- 微信
- 微博
  
  分享文章到微博
- 复制链接
  
  复制链接到剪贴板

【技术分享】caffe2分布式平台安装部署文档

Hua Xu 发表于 2019/12/31 15:11:21 2019/12/31

【摘要】本文旨在搭建部署Caffe2的分布式环境，支持多机多GPU的神经网络训练，最后以resnet50为例进行分布式训练。

本文旨在搭建部署Caffe2的分布式环境，支持多机多GPU的神经网络训练，最后以resnet50为例进行分布式训练。

1 环境准备

1.1 系统准备

1.1.1 物理服务器环境

三台服务器，硬件配置如下：

服务器名称	CPU	内存	GPU	显存
server1	Xeon E5-2680 v4	440 GB	Tesla P100	16 GB
server2	Xeon E5-2680 v4	440 GB	Tesla P100	16 GB
server3	Xeon E5-2680 v4	440 GB	Tesla P4	8 GB

系统环境如下：

服务器名称	系统	IP	CUDA版本
server1	Ubuntu 16.04	192.168.133.10	8.0
server2	Ubuntu 16.04	192.168.133.11	8.0
server3	Ubuntu 16.04	192.168.133.12	8.0

在每个服务器上安装docker，随后安装nvidia-docker插件这里不再给出步骤，参考https://docs.docker.com/install/linux/docker-ce/ubuntu/

https://github.com/NVIDIA/nvidia-docker/wiki/Frequently-Asked-Questions#setting-up

1.1.2 容器环境准备

选择某个物理主机，创建一个镜像，并且编译caffe2，随后将镜像保存后push到私有仓库，其他物理主机直接拉取镜像即可完成包含caffe2的容器创建，这里选择server1。

在server1物理服务器上拉取NVIDIA包含cuda的官方镜像，地址https://hub.docker.com/r/nvidia/cuda/（这里没有直接拉取caffe2的官方镜像，是为了能够方便自行编译，并且caffe2官方镜像中的版本时间较早，不一定能满足需求）这里选择了包含CUDA 8.0的devel版本，方便编译caffe2（base和runtime版本不支持cuda应用的源码编译，只支持编译好的应用）。

docker pull nvidia/cuda:8.0-devel-ubuntu16.04

使用nvidia-docker启动容器，支持GPU。

nvidia-docker run -it --name caffe2 --net=host --hostname caffe2 --dns 8.8.8.8 –v /mnt:/mnt nvidia/cuda:8.0-devel-ubuntu16.04 bash

容器操作系统：Ubuntu 16.04，64位版本，用户：root

1.2 网络配置

容器内的操作系统需要proxy代理方能连接yum源安装软件包。

本文使用的代理是http://192.168.5.18:3128，编辑根目录下的.bashrc 或者/etc/profile文件，在最后增加如下几行：

export http_proxy="http://192.168.5.18:3128"

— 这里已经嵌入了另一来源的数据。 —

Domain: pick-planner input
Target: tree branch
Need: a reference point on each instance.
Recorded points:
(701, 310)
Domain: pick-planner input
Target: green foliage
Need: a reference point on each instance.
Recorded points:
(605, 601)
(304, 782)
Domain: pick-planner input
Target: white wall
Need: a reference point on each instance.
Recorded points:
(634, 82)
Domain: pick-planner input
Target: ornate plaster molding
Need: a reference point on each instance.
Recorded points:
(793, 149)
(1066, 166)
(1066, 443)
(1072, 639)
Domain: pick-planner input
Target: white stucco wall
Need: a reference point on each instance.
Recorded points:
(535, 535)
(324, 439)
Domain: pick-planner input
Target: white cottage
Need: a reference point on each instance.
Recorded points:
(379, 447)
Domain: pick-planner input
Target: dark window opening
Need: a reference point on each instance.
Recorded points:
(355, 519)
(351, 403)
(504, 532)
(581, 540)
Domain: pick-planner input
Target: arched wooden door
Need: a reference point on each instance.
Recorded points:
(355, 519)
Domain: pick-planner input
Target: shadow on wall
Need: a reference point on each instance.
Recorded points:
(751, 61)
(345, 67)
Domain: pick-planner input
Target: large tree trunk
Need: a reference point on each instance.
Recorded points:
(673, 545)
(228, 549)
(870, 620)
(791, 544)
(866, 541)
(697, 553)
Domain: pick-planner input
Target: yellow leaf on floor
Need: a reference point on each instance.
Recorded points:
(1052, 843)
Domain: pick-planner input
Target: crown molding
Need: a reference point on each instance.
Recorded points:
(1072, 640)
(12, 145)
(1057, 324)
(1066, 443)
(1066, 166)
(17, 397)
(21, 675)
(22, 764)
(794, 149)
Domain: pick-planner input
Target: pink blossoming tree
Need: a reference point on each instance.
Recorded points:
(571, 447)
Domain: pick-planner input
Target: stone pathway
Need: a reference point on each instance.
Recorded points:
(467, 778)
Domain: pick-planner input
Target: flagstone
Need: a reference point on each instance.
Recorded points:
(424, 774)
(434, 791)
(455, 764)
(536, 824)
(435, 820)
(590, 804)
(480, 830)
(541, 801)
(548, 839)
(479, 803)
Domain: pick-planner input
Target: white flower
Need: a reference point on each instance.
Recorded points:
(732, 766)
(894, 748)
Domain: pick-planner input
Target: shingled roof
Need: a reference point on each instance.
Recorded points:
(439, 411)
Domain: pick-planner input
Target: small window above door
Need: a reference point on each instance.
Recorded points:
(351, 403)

export https_proxy="http://192.168.5.18:3128"

export ip_range=$(echo 192.168.79.{1..255} | sed 's/ /,/g')

export no_proxy="localhost,127.0.0.1,$ip_range,.huawei.com"

之后source .bashrc 或者 source /etc/profile即可。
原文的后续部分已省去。